Hi everyone, I am hoping you can advise me on how to further troubleshoot this issue.
I’m running Asterisk 11 (FreePBX distribution) on a system with a TDM410E analogue card with two analogue trunks installed.
Every now and then, one of the trunks becomes permanently busy and the users can’t dial out. I’ve managed to reproduce the issue and it seems that the trunk is getting stuck in a ‘pre-ring’ state. I suspect the caller-id detection is getting confused somehow. I’m in the UK so CLI is presented after a line reversal but before the first ring, so this seems to correspond to the ‘pre-ring’ state. The problem appears to happen just after an incoming call is hung up, so the line reversal may be happening on call clear-down. The condition can be cleared by making another incoming call on the trunk. That seems to clear the condition, but sometimes it takes two attempts.
Can anyone suggest what might be going on here? Are there any settings I can tweak to mitigate the issue? Is there a way to get detailed logging of the caller-id detection and/or trunk state?
What version of DAHDI are you using? While a quick read of your problem doesn’t reconcile with my understanding of the problem, I wonder if you’re hitting a problem on the 2.6.x releases that is fixed in 2.7.0 with channels potentially getting stuck in red alarm.
This is causing us a few problems as the channel remains in this state until another in-bound call comes in on that channel. This also means that the CDR reports show the last call to be very long.
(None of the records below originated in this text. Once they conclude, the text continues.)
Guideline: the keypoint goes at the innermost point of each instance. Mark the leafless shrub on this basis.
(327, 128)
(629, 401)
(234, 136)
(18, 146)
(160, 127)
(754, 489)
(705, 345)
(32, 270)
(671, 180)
To submit a bug report, you will need much more evidence, in particular debug level traces from from chan_dahdi.c and possibly also from the kernel device driver.
You will also need to identify the hardware used and the network operator and the service they are providing, and preferably you will need to provide links to documentation from that network operator describing how the events in question are signalled (BT provide a BTR giving this information for their network, but note that it actually indicates that zero or more of several methods may be used).
Lines intended for business use are more likely to provide usable disconnect supervision than ones for domestic use, and ones in remote areas least likely.
Ultimately, though, any business requiring reliable supervision, where a human doesn’t clear the call, is likely to need an ISDN connection, these days.
Finally you need a rationale as to why the documentation for Asterisk indicates that things should work in the particular case, otherwise you have a feature request, and not a bug. Feature requests should go to the developer mailing list.
Once you have all the required evidence, you need to create a login at issues.asterisk.org/jira/ and submit a formal bug report, there.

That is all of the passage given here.